As someone familiar with the #WritingCommunity on Twitter, I know the prevalent attitudes and mindset.

Well enough to know the difference between ‘positive reinforcement’ and downright coddling.

Personally, I find such posts to be oddly insulting and borderline patronizing. I’m a writer, and yes, I believe my job has importance. I’ve said countless times that writers can change the world, influence discussion, and make a difference. Sometimes doing that requires bravery and strength.

What I take issue with is Victoria’s statement that art makes the doors. The implication being that art builds societies. Now, there is some truth in that. Without art, society wouldn’t be what it is today. Yet it isn’t just the artists- it’s also the doctors, the plumbers, the builders, the engineers, the educators, the politicians, the philosophers, the mechanics, the drivers, the soldiers, etc. That’s why I find her comments to be rather self-indulgent.

Joi-Marie’s comments are even more offensive. Being an Empath’ doesn’t make you weak, or less able to complete a creative task. Neither does having anxiety, which I am all too familiar with. Whilst I am sympathetic to Joi-Marie’s frustration with people saying ‘Shakespeare wrote masterpieces during a crisis’ I believe she takes her position too far.

Considering Joi-Marie’s tweet was shared among writers who get paid for their work, I take great issue with the implication here. That writers should be ‘excused’ for not producing high quality work as it is a time of crisis is rather perplexing. In response, perhaps publications, patrons and publishers are not required to pay the same amounts.

My point being: This isn’t National Novel Writing Month, where you may be slack and bend the rules. If someone is paying you for your writing, then they may expect a certain level of quality. We’re adults, and we should act like it. As a writer myself, I take pride in my audience, and I would never presume to lower my standards.

It’s also healthy to set expectations for yourself. I’m a writer who typically struggles under competitive environments. Yet they can motivate me and others to write better and produce more work. Writing is not Kindergarten, it’s an actual profession with high standards and a difficult barrier to enter.

When clients hold me to a high standard, I don’t see that as an insult.
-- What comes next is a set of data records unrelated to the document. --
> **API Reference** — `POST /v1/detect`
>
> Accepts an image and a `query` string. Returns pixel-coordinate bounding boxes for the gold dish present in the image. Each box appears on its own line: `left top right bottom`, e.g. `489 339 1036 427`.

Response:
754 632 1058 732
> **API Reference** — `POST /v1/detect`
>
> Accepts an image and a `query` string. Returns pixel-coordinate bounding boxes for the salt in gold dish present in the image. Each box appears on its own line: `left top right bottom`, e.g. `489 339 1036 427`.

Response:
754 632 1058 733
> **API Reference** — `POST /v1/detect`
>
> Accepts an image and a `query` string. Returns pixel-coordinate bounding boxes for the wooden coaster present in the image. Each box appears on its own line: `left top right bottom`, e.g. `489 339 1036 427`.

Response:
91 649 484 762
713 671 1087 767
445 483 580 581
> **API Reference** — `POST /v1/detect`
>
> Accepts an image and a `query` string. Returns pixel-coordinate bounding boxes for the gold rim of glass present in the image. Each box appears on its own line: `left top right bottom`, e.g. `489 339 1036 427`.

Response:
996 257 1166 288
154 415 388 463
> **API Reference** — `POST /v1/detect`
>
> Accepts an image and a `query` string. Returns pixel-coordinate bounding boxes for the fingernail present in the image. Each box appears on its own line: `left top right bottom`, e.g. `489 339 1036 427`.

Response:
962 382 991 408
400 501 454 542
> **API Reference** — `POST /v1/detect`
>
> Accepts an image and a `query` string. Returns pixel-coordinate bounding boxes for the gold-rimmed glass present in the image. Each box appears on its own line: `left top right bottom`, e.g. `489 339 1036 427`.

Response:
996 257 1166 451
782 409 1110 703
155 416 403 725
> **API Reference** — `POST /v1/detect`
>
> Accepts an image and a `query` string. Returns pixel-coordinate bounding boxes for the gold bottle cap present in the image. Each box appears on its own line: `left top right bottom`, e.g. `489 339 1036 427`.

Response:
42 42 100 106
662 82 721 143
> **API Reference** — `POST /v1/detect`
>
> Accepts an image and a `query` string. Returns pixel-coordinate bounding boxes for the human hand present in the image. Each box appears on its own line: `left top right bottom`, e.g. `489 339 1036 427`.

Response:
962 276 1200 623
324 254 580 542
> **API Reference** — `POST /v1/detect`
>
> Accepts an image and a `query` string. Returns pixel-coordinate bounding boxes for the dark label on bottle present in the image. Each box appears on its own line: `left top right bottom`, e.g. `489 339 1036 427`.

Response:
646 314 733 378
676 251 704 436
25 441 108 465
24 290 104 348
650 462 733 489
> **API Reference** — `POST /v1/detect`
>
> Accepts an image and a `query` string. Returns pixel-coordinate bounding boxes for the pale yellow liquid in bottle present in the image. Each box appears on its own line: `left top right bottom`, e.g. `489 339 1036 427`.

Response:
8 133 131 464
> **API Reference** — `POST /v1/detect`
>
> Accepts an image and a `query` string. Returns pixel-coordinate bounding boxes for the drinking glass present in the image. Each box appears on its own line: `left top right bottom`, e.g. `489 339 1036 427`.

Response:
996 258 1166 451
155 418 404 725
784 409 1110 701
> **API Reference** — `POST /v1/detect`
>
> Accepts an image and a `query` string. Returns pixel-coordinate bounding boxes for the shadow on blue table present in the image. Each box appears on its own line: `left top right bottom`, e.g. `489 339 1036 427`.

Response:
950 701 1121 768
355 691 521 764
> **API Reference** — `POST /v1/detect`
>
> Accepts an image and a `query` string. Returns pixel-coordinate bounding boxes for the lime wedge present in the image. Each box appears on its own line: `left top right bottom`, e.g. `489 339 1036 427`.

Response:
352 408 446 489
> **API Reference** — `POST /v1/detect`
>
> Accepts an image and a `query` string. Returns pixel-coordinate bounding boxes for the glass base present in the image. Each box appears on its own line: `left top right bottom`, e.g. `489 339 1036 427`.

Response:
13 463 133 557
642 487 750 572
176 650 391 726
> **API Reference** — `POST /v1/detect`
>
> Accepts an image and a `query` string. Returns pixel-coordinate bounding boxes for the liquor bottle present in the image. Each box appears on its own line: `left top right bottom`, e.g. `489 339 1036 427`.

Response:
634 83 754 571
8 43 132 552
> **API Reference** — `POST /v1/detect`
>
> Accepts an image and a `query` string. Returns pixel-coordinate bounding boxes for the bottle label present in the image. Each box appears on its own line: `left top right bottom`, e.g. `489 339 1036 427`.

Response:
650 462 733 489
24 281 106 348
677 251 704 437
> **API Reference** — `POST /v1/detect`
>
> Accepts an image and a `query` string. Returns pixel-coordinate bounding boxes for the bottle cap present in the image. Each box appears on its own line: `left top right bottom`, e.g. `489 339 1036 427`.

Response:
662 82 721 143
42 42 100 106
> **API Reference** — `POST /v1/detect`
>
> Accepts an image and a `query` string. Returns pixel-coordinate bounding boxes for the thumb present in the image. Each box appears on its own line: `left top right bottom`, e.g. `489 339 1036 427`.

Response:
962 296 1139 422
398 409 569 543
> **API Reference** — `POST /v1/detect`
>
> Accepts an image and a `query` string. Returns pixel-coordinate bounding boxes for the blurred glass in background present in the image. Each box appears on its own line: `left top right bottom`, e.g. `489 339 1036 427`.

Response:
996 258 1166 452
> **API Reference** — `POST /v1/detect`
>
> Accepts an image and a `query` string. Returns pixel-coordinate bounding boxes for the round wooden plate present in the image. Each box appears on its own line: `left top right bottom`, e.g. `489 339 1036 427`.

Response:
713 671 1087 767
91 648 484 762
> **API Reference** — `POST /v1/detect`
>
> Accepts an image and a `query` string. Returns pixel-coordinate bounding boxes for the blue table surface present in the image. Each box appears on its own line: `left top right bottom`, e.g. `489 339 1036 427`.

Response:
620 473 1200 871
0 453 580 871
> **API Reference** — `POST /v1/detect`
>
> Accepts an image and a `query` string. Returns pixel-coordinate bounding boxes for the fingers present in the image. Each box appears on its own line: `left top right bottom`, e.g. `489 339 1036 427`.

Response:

It’s a sign of respect, as they believe that I’m good enough to meet them.

Again, I am sympathetic to a lot of writer’s struggles. Yet personally, the moment I stopped making excuses for poor behaviour was when I excelled at writing. And isn’t that what we want? To improve storytelling. To create fiction that is powerful and makes a difference. And how are we going to do that if we keep making excuses for ourselves?

I love writing, but I’m under no pretense it’s meant to always be easy and pleasant. Sometimes it’s hard and painful. Well, that’s any profession. I’d hate to see engineers, scientists and philosophers slacking off because of difficult or uneasy parts of their jobs.

By all means, it’s okay to take a break, and to manage your health. Those are crucial parts of being a functional adult. Yet that isn’t the same as weakness.

Earlier in my blog post, I said writing can change the world. It can also warm people’s hearts and motivate individuals to change. Yet I believe literature can’t do those things if the author remains slack and coddled.

It’s up to you, as a writer, on how you approach excuses for writing. I’ve had the pleasure of meeting several writers whilst creating Snowy Fictions and am deeply impressed by their high work ethic and dedication to their craft. Those are the traits that should be encouraged- not self-indulgence.